I share this story (with my son’s permission) not because it’s remarkable, but precisely because it isn’t. These are the stories of every day community that are happening all around us. These are the stories that few people are telling, but everyone needs to hear.
Don’t get me wrong, I know there are lots of bad and scary things in the world. I know that there is so much suffering, and so much pain, and so much fear. I don’t think we should sweep those things under the rug, but I don’t think we should dwell on them to the exclusion of the other things that are happening every day.
We can’t allow the darkness to blind us to the countless flickers of light.
There in the vision center, I saw a little glimpse of community: people who cared, people who were there and listening, people who were ready to jump into action when needed. We didn’t even know the names of the people who worked there, but they cared. And they didn’t care for us because we were customers; they cared because we were people.
In a class I’m teaching right now on the book of Hebrews, we are challenging ourselves to keep our eyes open for glimpses of community in the world. We’re only a couple of weeks in, and we’ve already seen and experienced some amazing displays of community all around us. It makes me realize that those community-moments have been there all along, I was just too busy following my to-do list, or wrangling kids to notice.
I experience community in my church as people care for each other, pray for each other, and as so many are willing to go out and help wherever they can.
I experience community in my neighborhood as we let each other know that a garage door was left open by accident, or as everyone gathers in support when someone has experienced loss.
I experience community in the line at the grocery store. It’s easy to be in a hurry there, but I’ve found there’s almost always someone with a story to share if I’m willing to listen.

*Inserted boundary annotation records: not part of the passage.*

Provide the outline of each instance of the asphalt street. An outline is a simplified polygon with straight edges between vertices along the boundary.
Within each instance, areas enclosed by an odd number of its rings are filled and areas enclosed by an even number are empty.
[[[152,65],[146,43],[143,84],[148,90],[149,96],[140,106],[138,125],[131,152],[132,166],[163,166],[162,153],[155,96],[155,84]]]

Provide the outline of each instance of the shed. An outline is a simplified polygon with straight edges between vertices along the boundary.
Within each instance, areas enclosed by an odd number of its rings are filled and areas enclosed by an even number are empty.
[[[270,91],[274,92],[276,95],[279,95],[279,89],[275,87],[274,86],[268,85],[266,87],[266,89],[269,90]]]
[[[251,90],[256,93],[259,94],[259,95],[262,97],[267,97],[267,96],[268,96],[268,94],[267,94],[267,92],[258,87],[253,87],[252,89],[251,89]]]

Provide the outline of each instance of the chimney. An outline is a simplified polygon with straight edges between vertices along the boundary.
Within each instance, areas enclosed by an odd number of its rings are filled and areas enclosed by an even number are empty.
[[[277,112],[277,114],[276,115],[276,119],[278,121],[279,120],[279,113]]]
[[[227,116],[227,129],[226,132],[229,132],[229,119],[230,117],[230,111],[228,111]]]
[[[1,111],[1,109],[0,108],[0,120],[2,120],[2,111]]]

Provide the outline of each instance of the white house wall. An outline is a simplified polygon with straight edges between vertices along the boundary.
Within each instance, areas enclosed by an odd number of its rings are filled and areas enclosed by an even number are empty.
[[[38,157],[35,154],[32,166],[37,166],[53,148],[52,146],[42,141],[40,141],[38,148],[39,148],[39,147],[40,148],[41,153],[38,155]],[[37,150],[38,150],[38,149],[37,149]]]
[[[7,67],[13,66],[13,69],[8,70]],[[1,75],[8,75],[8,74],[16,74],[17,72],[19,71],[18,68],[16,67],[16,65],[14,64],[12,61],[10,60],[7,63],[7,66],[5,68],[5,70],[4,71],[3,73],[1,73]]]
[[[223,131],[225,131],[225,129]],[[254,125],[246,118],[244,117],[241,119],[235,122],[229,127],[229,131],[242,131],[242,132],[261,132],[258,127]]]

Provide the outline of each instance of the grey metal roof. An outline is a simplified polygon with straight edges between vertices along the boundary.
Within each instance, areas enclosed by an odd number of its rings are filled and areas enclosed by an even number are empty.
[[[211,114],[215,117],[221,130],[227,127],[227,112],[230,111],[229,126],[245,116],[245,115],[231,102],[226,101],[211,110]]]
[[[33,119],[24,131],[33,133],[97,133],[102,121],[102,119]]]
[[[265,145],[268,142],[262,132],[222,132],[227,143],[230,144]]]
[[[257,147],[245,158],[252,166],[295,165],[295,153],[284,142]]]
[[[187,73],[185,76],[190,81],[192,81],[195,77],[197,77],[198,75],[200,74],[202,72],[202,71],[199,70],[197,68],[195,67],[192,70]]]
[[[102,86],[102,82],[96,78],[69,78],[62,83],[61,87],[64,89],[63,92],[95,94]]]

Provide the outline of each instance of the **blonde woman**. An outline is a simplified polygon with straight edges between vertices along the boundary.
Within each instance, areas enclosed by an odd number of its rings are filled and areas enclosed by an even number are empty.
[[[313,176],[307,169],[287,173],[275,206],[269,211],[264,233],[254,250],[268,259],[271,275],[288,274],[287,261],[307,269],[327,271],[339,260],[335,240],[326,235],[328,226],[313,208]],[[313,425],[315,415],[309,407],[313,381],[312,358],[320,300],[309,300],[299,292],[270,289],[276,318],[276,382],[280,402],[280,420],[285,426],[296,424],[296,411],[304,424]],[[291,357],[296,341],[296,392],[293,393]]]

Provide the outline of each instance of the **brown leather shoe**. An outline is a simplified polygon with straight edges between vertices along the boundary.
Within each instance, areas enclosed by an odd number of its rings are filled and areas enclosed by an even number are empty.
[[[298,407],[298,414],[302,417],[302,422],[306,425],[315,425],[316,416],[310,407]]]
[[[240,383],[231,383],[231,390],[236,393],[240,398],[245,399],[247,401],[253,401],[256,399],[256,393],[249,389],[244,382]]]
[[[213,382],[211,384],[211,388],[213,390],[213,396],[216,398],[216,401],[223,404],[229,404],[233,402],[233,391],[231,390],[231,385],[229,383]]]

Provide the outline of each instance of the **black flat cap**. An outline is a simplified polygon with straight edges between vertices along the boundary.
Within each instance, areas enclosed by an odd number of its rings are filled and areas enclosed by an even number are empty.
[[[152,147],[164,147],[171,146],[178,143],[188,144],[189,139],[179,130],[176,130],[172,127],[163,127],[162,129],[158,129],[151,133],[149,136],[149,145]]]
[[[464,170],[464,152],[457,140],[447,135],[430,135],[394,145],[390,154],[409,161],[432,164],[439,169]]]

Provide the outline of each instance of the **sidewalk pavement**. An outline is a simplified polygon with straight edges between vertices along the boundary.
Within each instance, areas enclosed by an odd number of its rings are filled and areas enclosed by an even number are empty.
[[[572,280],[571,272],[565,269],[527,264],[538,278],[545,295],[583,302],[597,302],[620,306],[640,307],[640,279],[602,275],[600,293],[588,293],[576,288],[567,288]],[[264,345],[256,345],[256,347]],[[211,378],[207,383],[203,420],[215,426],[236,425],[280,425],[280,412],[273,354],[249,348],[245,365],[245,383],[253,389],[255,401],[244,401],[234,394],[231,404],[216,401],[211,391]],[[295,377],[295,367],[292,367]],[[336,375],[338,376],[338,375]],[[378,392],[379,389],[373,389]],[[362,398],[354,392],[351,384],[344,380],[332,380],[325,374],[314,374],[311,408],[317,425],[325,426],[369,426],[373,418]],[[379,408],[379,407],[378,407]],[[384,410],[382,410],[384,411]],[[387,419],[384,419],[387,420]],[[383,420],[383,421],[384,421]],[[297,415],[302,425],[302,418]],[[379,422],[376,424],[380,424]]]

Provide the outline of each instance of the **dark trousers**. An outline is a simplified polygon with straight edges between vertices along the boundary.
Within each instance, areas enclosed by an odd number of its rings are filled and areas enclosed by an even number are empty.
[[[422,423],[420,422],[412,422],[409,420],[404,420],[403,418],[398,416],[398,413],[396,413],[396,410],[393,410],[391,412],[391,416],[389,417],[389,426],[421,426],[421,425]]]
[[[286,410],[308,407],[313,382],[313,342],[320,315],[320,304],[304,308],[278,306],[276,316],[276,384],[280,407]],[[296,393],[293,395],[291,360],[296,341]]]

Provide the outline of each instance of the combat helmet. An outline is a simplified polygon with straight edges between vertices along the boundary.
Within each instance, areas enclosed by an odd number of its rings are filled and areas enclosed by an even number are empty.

Community is what supports and surrounds us. When we live life without that support and without that community surrounding us, it’s like trying to put up a beach umbrella on a Nebraska-windy day. But for so many of us, for so much of our lives, we feel like we are without a community. In our society where people rarely stay rooted in one place for any length of time, just as community begins to form, members of the community move away and have to begin the difficult work of assembling a new community of people who will listen, who will be there, who will care.
Finding community takes time, but it begins with those little experiences that are happening all around us if we’re willing to look and listen.
Where have you seen and experienced community recently?
Are your eyes open for those opportunities to connect with the people around you?
As an introvert, I realize that reaching out to people we don’t know can be scary. It can get our hearts racing, and even make us feel a little sweaty.
But, hey, I hear deodorant is good for that.